En esta sociedad que blande el lenguaje
emotivista como código del dialogo ¿Será posible el consenso? Y más aún ¿el
consenso ético? MacIntyre afirma que el emotivismo es la verdad de la sociedad contemporánea
y que por lo tanto vivimos en desorden
social, moral, total. Es
evidente que no se puede llegar a un acuerdo taxativo (en el plano de la ética)
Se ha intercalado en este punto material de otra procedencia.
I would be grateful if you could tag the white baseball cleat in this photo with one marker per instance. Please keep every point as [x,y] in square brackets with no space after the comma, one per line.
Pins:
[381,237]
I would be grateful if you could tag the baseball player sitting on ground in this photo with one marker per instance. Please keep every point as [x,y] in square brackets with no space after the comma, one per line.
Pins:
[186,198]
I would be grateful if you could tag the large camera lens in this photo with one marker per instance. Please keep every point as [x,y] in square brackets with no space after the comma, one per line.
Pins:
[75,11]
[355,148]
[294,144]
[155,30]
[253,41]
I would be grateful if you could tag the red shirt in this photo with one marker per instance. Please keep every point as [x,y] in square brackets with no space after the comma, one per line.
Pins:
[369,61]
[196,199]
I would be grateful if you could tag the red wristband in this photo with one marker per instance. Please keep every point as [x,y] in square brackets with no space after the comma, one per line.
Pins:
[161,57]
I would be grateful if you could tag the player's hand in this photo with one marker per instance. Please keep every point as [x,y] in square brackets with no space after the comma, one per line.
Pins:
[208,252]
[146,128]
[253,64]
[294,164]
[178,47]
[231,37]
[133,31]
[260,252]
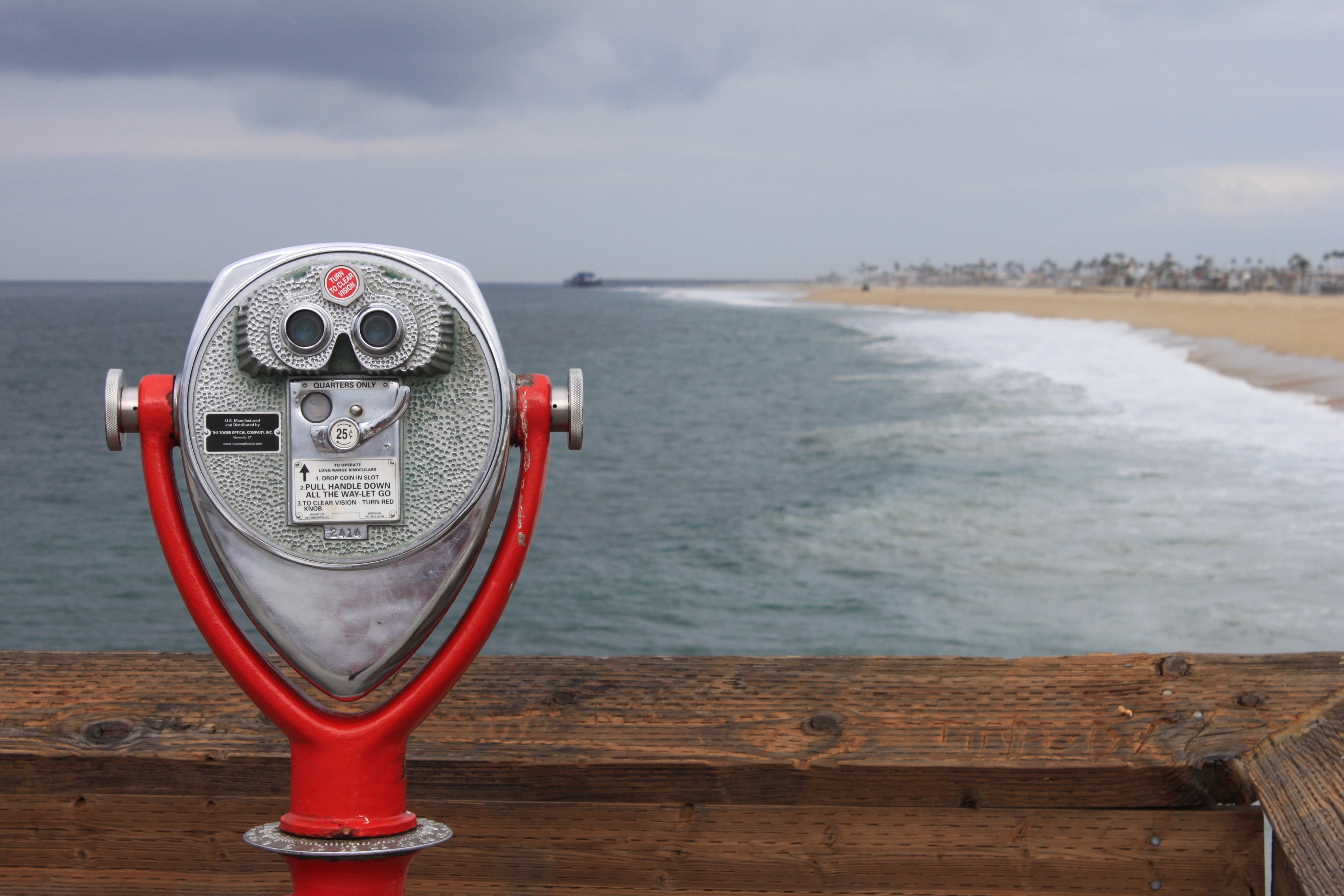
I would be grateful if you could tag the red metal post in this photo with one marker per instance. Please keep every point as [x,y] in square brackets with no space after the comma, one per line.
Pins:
[349,770]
si no se maneja un solo lenguaje. Frente a ello no queda más que disentir,pues
fingir que los conceptos que intercambiamos son agradables sería abjurar de la
propia noción del significado, pues estos no se pueden calificar como
agradables o desagradables, sino como correctos o incorrectos. Por ello
planteamos, no sin rigorismo filosófico, la superación del pensamiento
consensual por el disenso que es totalmente compatible con la praxis social.
Otra
consecuencia del emotivismo es claramente el individualismo de los
interlocutores sociales, que a continuación procederé a caracterizar, según se
describe en Tras la virtud. A juicio
de MacIntyre los que han monopolizado la moral se han disfrazado y puesto
mascaras de neutralidad, universalidad y objetividad acorde a sus preferencias individuales. El escenario
se distingue por las relaciones sociales de manipulación donde se trata a los
demás como medios (perdiendo la línea teleológica). Los representantes del
emotivismo de la cultura actual son el rico esteta, el gerente burócrata y el
terapeuta.
El
rico esteta que cuenta con el poder adquisitivo de comprar opiniones y de
tratar de manipular el imaginario colectivo a su antojo, puesto, que no tiene
nada productivo que hacer, no tiene una motivación seria e inclusive ha perdido
la dirección y sentido de su vida por el apabullamiento de los medios que
posee. El gerente es aquella persona que es educada para ser exitosa según la
metafísica dominante, tiene un horizonte de bienestar y define la burocracia por
la acción eficaz, reduce su racionalidad a actuar coherentemente con los
valores elegidos; así aparece también como un pacificador de conflictos. Y
finalmente, el terapeuta que ha reemplazado la verdad por la eficacia terapéutica, es una persona neutra acerca del bien o del mal,
tiene prohibido imponer razones morales. No es necesario explicitar que los
principios que rigen a estos representantes de la moralidad son
inconmensurables. Por ello el debate es irresoluble puesto que cada quien tiene
sus propios principios.
Estos
interlocutores sociales han desarrollado su forma
mentis en un estado histórico concreto que recoge varios rasgos, a juicio
de Lipovetsky, la indiferencia, la deserción y el narcisismo que se engloban en
el individualismo, sesgo de la cultura posmoderna que provoca erosión de la identidad (perspectiva
individualista),
control sobre los comportamiento sociales y por ello desestabilización de la
personalidad. En otras palabras, estamos ante una revolución del individualismo.